Menu

European news without borders. In your language.

Menu
×

Van fabrieken naar rechtszalen: Versnellingen in Europese zaken

Europa, ooit het centrum van meesterschap in de auto-industrie, bevindt zich nu in de slipstream van de Verenigde Staten en een opkomende China, de laatste is naar voren geschoten als ’s werelds grootste auto-exporteur. Deze paradigmaverschuiving dreigt de Europese auto-industrie niet alleen wereldwijd te verdringen, maar ook binnen haar eigen grenzen. De gevolgen dreigen het grootst te worden voor de Tsjechische Republiek en Slowakije, die door hun enorme autoproductie per hoofd van de bevolking de bijnaam “Europa’s Detroit” hebben gekregen. De autosector verankert daar de helft van de export en industriële productie van het land. Bratislava’s Pravda daily, verwijzend naar analyse van Bloomberg en Slowaakse denktank Globsecunderscores een ontnuchterende prognose: de voortdurende transformatie van de industrie kan tot 85.000 banen uithollen – maar liefst 4,5 procent van de arbeidsmarkt. 

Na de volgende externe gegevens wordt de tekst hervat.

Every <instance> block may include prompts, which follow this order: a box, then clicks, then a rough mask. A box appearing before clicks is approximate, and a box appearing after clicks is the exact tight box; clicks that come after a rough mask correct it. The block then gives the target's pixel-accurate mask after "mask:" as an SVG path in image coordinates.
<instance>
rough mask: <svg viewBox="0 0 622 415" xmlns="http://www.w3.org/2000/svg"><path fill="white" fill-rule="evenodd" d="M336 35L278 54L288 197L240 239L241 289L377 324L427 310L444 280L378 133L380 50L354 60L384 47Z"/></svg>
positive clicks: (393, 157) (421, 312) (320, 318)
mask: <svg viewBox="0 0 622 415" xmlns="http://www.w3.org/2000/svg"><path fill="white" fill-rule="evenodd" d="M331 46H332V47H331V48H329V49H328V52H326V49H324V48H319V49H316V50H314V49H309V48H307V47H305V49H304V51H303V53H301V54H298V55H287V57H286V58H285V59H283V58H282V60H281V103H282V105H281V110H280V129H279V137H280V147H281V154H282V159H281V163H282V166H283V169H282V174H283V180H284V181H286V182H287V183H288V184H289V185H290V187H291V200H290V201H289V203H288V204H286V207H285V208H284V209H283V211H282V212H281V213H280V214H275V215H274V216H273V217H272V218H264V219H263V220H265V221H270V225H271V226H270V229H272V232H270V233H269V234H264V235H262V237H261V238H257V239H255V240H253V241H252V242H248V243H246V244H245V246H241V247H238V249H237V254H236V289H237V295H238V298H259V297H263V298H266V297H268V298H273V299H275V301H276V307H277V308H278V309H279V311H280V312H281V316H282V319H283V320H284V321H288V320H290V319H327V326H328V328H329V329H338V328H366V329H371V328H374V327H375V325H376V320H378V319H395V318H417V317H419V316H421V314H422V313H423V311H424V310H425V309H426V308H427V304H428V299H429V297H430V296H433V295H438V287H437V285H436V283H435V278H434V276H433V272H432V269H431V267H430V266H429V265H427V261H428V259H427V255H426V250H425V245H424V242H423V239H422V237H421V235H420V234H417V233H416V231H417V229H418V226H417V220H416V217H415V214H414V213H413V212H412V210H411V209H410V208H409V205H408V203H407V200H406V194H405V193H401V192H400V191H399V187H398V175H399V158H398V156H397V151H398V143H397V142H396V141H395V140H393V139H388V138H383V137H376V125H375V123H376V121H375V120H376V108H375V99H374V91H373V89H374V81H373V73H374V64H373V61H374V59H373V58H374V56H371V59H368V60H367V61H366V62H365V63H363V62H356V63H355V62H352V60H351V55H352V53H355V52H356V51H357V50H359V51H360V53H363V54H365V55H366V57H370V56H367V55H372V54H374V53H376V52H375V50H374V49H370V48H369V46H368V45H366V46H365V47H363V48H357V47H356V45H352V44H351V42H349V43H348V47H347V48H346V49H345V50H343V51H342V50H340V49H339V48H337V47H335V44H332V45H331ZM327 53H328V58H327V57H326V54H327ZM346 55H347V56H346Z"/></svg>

Ondanks de inzet van lokale fabrikanten op de Slowaakse productie om naadloos over te schakelen op geavanceerde elektrische voertuigen, betekent de drastische vermindering van de complexiteit – van ruwweg 200 bewegende delen in conventionele voertuigen naar slechts 20 in hun elektrische tegenhangers – een ingrijpende verschuiving. De vereenvoudiging betekent veroudering voor de ingewikkelde webben van kleinere leveranciers die ooit integraal deel uitmaakten van de productielijn, gespecialiseerd in nu overbodige onderdelen zoals uitlaten, injectoren en versnellingsbakken. Het commentaar van  Pravda kristalliseert een sentiment dat weerklinkt onder sceptici uit de industrie: de race naar elektrificatie versnelt te snel voor de traditionele auto-industrie om bij te blijven, waardoor een oude industrie – en de daarmee verbonden bestaansmiddelen – mogelijk strandt in de overgang. 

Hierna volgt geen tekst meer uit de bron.